While there is too much glucose in the blood, there is a glucose deficiency and thus a lack of energy in the cells when there is excess sugar. This is particularly fatal in the brain, as it needs a lot of energy and is dependent on energy production from glucose. To compensate for the energy deficit, the body begins to break down more fat. This creates so-called ketone bodies. They acidify the blood ( diabetic ketoacidosis ).
Typical symptoms are the fruity acetone odour of the exhaled air and very deep breathing ( Kussmaul breathing ). The body tries to break down the excessively high blood sugar level by excreting sugar together with a lot of fluids. This leads to increased urine excretion and subsequently to dehydration. In extreme cases, the patients become tired and weak and, in extreme cases, can fall into a comatose state ( ketoacidosis coma ). This coma is life-threatening! The emergency doctor must be there immediately (under 112) be alerted – the patient must be treated in an intensive care unit.
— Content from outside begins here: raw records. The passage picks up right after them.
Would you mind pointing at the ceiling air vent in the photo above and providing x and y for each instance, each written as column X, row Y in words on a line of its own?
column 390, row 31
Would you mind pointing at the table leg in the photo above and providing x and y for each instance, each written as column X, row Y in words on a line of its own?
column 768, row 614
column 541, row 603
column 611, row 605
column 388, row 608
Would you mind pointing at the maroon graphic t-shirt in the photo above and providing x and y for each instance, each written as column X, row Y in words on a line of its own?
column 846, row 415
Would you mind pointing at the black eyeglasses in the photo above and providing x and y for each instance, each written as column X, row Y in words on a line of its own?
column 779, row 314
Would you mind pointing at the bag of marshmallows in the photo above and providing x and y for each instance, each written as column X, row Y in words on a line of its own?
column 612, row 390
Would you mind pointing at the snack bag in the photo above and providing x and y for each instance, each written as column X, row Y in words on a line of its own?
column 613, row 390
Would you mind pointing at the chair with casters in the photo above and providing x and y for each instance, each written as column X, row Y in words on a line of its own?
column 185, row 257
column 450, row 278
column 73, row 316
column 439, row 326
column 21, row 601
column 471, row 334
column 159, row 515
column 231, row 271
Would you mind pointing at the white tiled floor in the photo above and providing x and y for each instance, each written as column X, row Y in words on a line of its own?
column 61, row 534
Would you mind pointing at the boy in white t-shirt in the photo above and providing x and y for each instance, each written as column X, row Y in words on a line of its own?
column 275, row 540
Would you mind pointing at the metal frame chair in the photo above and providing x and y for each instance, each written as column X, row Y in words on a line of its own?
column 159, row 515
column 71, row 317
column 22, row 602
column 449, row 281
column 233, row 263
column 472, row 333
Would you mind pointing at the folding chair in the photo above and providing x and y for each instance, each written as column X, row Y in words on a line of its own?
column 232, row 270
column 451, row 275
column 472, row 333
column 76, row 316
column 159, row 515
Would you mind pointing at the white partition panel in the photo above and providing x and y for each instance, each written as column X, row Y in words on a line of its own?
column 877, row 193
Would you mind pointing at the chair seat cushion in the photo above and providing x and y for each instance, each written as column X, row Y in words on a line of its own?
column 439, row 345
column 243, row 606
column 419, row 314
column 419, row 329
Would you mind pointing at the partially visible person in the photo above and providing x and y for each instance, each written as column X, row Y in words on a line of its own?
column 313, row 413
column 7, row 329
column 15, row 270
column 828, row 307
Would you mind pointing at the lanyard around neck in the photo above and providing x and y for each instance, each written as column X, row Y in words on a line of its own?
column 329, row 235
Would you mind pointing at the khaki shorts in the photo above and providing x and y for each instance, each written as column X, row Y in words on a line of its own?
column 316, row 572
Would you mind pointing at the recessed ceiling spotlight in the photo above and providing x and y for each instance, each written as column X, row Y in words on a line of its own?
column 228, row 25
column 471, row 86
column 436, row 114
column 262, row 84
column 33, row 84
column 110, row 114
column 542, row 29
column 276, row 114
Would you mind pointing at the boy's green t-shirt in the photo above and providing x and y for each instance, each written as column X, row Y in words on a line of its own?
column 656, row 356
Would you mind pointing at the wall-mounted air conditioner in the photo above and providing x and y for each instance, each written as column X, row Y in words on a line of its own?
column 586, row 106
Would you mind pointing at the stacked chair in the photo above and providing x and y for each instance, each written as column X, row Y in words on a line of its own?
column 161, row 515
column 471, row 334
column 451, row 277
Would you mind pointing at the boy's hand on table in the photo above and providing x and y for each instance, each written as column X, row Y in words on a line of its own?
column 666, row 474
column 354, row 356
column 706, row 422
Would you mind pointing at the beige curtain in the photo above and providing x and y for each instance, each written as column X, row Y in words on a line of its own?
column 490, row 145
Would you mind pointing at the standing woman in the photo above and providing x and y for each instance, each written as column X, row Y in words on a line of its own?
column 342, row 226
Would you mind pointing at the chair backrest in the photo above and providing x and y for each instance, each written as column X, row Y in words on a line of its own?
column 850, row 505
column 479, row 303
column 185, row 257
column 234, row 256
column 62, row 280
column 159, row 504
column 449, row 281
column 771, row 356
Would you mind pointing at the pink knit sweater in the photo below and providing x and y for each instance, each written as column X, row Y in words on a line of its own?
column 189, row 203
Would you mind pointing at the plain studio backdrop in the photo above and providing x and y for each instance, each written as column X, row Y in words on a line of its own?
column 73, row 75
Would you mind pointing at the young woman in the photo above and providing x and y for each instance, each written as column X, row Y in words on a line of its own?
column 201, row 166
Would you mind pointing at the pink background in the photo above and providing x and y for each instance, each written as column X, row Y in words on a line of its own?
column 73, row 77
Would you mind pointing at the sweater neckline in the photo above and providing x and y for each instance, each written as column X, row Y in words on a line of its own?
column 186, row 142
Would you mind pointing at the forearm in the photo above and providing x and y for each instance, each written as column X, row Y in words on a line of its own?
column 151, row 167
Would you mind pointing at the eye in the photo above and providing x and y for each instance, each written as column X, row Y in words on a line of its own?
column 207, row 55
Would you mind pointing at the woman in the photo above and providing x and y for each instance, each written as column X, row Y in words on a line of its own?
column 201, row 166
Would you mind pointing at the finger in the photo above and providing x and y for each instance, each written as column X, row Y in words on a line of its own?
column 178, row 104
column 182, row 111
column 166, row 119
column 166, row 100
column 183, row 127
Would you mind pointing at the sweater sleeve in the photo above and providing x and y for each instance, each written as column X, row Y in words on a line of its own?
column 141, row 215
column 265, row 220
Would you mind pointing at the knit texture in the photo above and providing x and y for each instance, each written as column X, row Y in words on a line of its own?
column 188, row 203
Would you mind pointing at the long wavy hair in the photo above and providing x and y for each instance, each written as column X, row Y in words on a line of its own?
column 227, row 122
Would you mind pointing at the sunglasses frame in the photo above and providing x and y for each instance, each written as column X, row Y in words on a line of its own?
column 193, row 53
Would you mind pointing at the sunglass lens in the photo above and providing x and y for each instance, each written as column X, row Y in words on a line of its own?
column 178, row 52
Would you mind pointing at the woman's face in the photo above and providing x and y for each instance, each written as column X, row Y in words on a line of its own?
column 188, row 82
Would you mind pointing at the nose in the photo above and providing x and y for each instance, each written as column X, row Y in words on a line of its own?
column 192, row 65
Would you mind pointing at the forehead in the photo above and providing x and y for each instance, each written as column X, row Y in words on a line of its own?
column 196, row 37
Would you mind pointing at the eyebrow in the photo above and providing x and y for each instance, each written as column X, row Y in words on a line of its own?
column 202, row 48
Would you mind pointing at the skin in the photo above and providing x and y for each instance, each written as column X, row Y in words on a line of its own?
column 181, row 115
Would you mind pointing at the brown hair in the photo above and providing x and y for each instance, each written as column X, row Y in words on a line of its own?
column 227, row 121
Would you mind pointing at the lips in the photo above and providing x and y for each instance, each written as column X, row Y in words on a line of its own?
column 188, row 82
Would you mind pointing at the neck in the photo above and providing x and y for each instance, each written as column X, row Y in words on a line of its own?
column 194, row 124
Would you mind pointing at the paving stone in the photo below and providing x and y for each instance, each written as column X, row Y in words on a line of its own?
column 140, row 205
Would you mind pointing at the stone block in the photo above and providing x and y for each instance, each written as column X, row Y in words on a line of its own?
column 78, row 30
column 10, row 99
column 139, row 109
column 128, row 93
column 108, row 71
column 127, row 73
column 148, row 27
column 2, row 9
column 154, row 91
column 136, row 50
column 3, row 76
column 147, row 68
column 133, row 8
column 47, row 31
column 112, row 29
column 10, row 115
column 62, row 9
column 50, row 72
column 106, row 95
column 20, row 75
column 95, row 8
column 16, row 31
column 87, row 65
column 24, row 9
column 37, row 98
By the way: In mild form, diabetic ketoacidosis can also occur in type 2 diabetes.
The most common secondary diseases of diabetes mellitus (regardless of type) include, for example, kidney disease (diabetic nephropathy), retinal disease (diabetic retinopathy) and nerve damage (diabetic polyneuropathy ). The nerve damage and vascular damage, which is also caused by high blood sugar, can trigger diabetic foot syndrome.
Also, heart attack and stroke are possible late consequences of poorly controlled or untreated diabetes in children, adolescents and adults.